Williams was not without his critics. His “always ‘on,’ please-love-me manic humor was off-putting to more than a few of the ticket-buying audience,” says Professor Sharrett, who adds that it became a running motif throughout his career. “Sticky-sweet movies like Patch Adams make the case for his defense a bit tough,” he adds, and notes that “for some, he was the epitome of the self-obsessed comedian serving middle-brow tastes.”

Nonetheless, it was this effort to find himself that may lie at the heart of his most valuable gift, says Derek A. Burrill, associate professor of Media and Cultural Studies at UC Riverside in Calif.

“Probably the most important contribution he made to pop culture, across so many different media, was as Robin Williams the person,” he says via e-mail.

His manic intensity and his honesty about drug and alcohol addiction and depression – particularly the way he worked it into his characters and his stand-up comedy, “allowed all of us to be honest with ourselves about those same things, while it also helped us to understand the artistic mind at work,” he says.

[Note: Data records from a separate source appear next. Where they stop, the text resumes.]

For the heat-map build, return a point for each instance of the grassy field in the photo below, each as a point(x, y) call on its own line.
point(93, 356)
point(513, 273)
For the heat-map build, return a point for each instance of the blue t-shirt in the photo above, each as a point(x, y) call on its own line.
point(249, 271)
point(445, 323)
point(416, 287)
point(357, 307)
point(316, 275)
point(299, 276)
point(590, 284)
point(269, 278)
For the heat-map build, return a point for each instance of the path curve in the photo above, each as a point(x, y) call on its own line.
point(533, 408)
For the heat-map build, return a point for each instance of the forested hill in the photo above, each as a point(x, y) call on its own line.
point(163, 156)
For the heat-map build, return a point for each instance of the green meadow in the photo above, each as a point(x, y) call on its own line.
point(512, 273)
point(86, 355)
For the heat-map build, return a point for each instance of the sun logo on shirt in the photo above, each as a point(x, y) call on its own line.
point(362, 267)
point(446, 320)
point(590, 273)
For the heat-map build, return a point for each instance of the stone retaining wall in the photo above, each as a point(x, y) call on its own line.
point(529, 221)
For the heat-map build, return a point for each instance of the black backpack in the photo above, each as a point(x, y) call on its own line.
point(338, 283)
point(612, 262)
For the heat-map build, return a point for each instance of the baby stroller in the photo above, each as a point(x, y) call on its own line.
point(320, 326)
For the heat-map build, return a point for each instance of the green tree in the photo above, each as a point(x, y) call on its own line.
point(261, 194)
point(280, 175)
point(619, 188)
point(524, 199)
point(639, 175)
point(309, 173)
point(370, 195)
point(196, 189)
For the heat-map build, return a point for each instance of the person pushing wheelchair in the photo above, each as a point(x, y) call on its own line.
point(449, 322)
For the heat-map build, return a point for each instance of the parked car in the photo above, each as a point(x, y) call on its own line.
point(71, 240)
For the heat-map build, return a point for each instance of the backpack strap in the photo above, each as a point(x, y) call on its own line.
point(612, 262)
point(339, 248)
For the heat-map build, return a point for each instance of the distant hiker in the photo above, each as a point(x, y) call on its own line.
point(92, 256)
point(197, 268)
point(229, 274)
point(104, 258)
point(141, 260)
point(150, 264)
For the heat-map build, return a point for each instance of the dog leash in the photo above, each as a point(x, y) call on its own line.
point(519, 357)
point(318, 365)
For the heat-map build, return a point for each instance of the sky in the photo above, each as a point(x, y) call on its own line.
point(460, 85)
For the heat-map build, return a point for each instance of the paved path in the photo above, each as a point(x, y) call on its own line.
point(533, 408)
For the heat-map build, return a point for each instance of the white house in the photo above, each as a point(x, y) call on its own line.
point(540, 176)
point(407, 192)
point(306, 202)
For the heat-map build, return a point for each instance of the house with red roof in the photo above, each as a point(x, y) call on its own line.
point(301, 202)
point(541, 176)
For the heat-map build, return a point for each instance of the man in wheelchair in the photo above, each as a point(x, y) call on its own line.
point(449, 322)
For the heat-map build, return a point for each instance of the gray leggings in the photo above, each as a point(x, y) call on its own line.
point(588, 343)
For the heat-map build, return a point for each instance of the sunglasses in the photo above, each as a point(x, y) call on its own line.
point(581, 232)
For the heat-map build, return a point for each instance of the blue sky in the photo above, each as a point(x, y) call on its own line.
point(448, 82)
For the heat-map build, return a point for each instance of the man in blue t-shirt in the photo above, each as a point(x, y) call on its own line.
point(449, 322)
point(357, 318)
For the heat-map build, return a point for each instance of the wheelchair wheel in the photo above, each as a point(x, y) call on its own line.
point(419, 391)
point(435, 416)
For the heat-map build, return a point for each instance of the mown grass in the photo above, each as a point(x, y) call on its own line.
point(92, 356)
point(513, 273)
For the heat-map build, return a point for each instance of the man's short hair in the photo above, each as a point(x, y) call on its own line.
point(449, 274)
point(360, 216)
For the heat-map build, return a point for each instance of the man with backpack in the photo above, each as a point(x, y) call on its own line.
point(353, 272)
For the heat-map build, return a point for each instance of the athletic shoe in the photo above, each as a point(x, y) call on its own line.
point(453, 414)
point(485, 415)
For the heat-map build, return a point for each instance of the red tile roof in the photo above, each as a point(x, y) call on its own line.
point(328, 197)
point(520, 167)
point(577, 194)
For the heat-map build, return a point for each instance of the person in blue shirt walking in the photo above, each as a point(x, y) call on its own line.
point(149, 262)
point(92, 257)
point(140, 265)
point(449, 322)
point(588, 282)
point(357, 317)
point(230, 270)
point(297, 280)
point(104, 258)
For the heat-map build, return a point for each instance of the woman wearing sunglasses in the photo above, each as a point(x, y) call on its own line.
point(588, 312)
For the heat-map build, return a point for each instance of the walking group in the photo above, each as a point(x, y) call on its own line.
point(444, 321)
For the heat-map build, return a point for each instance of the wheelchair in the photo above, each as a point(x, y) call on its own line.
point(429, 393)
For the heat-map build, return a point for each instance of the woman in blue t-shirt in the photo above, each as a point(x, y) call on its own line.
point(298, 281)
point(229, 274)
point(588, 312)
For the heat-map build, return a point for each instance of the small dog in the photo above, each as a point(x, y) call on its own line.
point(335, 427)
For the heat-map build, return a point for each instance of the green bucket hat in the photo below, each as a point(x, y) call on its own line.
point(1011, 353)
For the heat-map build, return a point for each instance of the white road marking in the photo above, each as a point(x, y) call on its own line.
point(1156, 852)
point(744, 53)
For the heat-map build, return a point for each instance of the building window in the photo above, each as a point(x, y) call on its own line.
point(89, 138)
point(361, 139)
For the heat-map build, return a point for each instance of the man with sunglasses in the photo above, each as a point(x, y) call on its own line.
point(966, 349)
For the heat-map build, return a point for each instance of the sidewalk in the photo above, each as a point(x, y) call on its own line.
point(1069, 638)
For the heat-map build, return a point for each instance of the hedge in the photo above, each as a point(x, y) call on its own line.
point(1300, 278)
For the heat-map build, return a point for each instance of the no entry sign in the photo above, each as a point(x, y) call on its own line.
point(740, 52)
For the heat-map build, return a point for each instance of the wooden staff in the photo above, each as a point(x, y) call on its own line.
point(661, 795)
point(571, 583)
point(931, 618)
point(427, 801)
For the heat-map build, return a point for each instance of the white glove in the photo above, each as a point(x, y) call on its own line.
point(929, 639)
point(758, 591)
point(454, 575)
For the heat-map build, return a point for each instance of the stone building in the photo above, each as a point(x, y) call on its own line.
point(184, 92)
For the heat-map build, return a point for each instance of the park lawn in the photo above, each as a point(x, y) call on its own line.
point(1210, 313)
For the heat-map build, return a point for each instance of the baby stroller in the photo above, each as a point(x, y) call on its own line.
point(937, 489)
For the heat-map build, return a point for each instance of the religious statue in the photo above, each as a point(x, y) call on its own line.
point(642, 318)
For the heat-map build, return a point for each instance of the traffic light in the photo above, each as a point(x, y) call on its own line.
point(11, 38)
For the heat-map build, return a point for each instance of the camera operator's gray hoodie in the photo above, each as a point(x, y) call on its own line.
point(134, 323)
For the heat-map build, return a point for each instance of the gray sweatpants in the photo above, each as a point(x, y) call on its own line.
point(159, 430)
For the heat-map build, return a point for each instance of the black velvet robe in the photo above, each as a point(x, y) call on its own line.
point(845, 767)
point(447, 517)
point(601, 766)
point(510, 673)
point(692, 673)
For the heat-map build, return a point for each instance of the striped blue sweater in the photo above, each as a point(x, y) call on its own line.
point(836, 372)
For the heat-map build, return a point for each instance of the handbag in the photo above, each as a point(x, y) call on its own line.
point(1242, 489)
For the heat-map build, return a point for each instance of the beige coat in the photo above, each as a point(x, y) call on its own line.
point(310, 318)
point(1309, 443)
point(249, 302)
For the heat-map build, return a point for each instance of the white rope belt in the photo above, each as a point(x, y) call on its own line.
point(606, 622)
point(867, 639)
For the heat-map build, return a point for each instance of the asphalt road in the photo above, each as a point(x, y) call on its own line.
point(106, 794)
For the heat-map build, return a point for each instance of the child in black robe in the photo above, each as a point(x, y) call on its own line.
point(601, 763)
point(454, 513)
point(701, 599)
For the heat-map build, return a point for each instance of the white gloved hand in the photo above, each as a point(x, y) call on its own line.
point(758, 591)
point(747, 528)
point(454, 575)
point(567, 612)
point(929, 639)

“There was also a depth of humanity in his work, an understanding of what it means to be different, and how everyone has a creative and generous side – he thoroughly understood and explored the impulse to connect with others at a very basic level, something that the best entertainers know how to tap in to in order to speak about larger truths,” he says adding that he joins a cast of comic luminaries with similar, singular talents, such as Tom Hanks, Bill Cosby, Peter Sellars, and Richard Pryor, he says, who all have “that special something.”